Its strong, enduring, even fleet, at times.
But just as the seven-time winner of the Tour de France isn't winning bicycle races these days, neither is Microsoft winning the cutting-edge competitons that count.
Instead, the Redmond, Wash., software giant is doing what traditional companies do, boosting revenue and cutting costs. On that front, it's executing quite well.
Its quarterly earnings report released Thursday after the market's close beat analysts' expectations, both for total sales (a record $16 billion vs. an estimated $15.3 billion) and earnings per share (51 cents vs. a predicted 46 cents). the company successfully launched Office 2010 and has sold 175 million licenses for its Windows 7 operating system. (Apple will have to sell a lot of iPhones 4s to match that.)

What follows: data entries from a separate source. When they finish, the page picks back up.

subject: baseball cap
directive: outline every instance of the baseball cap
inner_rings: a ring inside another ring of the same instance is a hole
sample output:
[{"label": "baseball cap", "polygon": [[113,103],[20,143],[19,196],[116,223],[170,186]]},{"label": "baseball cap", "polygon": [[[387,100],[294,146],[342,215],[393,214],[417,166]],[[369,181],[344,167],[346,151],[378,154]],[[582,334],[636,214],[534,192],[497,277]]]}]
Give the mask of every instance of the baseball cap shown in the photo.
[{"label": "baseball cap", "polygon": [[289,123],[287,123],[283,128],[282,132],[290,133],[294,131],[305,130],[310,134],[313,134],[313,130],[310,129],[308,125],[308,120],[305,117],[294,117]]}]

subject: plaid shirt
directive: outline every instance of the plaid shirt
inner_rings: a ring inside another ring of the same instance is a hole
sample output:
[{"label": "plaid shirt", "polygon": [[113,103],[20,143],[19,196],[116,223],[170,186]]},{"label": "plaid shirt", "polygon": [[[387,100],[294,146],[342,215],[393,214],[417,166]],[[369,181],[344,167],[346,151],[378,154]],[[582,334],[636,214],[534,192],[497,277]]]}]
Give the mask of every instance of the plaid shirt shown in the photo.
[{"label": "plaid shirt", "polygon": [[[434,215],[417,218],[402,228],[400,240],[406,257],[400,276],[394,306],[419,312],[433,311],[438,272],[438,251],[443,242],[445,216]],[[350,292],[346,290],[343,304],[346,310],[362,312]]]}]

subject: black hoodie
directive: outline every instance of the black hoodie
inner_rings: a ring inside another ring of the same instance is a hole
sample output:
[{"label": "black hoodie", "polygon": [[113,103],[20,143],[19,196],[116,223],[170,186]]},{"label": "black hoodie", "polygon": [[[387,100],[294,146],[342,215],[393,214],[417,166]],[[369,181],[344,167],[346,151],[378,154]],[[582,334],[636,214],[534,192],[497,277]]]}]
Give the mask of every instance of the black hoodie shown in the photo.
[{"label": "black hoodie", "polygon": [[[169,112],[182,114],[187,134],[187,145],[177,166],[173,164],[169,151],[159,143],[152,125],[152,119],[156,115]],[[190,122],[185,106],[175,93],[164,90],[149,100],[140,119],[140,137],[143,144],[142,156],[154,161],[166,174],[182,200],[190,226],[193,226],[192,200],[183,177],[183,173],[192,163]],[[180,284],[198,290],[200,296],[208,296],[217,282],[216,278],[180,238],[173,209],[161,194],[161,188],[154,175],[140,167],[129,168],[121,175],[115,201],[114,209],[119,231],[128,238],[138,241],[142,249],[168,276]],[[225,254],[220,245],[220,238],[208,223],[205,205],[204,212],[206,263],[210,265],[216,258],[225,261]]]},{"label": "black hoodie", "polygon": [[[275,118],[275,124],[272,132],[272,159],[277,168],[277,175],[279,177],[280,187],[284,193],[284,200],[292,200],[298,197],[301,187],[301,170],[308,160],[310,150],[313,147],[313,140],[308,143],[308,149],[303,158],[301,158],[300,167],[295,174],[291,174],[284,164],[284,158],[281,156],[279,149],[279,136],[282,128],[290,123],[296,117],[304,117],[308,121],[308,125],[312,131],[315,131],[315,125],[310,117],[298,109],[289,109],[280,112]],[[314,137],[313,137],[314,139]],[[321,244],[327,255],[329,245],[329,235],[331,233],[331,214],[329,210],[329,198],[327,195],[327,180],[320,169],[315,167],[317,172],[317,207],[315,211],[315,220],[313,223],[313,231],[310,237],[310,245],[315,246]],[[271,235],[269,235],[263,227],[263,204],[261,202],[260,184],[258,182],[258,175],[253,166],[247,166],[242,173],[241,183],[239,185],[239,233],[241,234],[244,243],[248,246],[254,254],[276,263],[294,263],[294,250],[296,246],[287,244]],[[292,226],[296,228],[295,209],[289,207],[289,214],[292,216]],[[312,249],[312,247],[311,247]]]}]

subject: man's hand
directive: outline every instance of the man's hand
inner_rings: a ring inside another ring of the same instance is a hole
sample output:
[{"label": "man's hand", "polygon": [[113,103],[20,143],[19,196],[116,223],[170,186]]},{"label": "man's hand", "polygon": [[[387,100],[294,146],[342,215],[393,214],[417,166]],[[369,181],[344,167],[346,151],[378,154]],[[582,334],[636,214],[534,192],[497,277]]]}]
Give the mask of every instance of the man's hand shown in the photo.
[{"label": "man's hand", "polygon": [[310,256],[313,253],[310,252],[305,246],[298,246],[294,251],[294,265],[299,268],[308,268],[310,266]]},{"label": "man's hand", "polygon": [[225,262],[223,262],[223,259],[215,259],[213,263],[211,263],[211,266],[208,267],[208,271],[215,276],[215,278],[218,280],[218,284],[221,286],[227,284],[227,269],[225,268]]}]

But on the frontiers of consumer technology, it's success has been more limited. Its Bing search engine continues to gain market share, but it remains far behind its competitors. Microsoft's online services group lost $696 million for the quarter.
Smartphones? They're all the rage among consumers, but on June 30 Microsoft suddenly abandoned its Kin smartphone that it had launched just weeks earlier. It's Windows smartphone project is still rolling forward, but sales by competitors like Apple and Google are booming. Can Microsoft realistically catch up?
When Apple earlier this year overtook Microsoft in terms of market capitalization, it didn't come as much of a surprise. (With its strong quarter, Microsoft still beat Apple in terms of sales – barely.)
Similarly, the company is moving into cloud computing, where businesses' data and/or applications no longer reside on their own servers. These may one day transform the company into being a cutting-edge contender once again, if cloud computing takes off.
For the moment, though, they're more promise than profit. Before it can turn these projects into big moneymakers, analysts say, Microsoft has several big hills to climb.